January shooting victim named his killer as he was dying, Columbus police say
Joseph Dukes told police officers who found him dying Jan. 20 beside his car on Moye Road that Deante Caruthers was the man who shot him, a detective testified Monday in Columbus Recorder’s Court.
Tracking the two men’s cell phones, investigators were able not only to pinpoint where the shooting happened, on Bayberry Drive near Buena Vista Road, but to locate shell casings, witnesses, and home security cameras that recorded the assault, Detective Sherman Hayes told Judge Julius Hunter.
But Hayes would not say why the two men met there to confront each other in the street, “face to face, nose to nose,” as he described it. “We’re still investigating what we believe possibly to be a motive,” he said.

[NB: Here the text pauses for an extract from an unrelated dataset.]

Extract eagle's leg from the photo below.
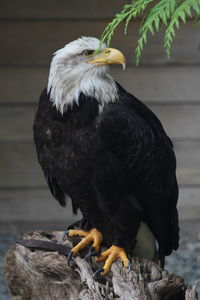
[96,246,130,275]
[68,228,103,261]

As Caruthers stood in court facing a single charge of murder, Hayes described how police acting on Dukes’ dying words backtracked the victim to determine where he and Caruthers last crossed paths.
The investigation
Patrol officers called to a car crash around 3:45 p.m. at 601 Moye Road found the 35-year-old mortally wounded beside his white BMW convertible, pleading for his life and telling officers Caruthers shot him. Dukes repeated this as he was rushed to Piedmont Columbus Regional, Hayes said.
Dukes died at the hospital at 4:44 p.m., according to the coroner’s office.
Police began researching Caruthers, finding only one Columbus resident with that name and getting a cell phone number from his mother, Hayes said. They got search warrants for cell phone data for his phone and for Dukes’, and saw the two were “practically on top of each other” on Bayberry Drive, where a police sergeant found three 9-millimeter shell casings.
The site is less than a mile from where police found Dukes on Moye Road, the detective said.
Canvassing the neighborhood, officers found two witnesses who from a passing car about 20 feet away had seen the two men face off, and a third witness who saw a portion of the incident from up the street, the detective said. Two picked Caruthers’ picture from a six-man photo lineup, he said.
Checking neighborhood home-security systems, police found footage from two cameras that recorded the entire dispute, from the two men standing close as they traded words, to Caruthers stepping back, pulling a pistol and firing three times as Dukes, trying to duck away, fell to the pavement, Hayes said.
Questioned by defense attorney William Kendrick, Hayes said the confrontation recorded about 3:40 p.m. lasted only 60 to 90 seconds.
Judge Hunter asked where Dukes was hit. Hayes said police saw wounds to his chest near his heart, his chest near a shoulder, one through his arm and another in his back. They think one of the bullets likely caused two of the punctures, he said.
Hunter found probable cause to send the case to Muscogee Superior Court, ordering Caruthers, 29, held without bond.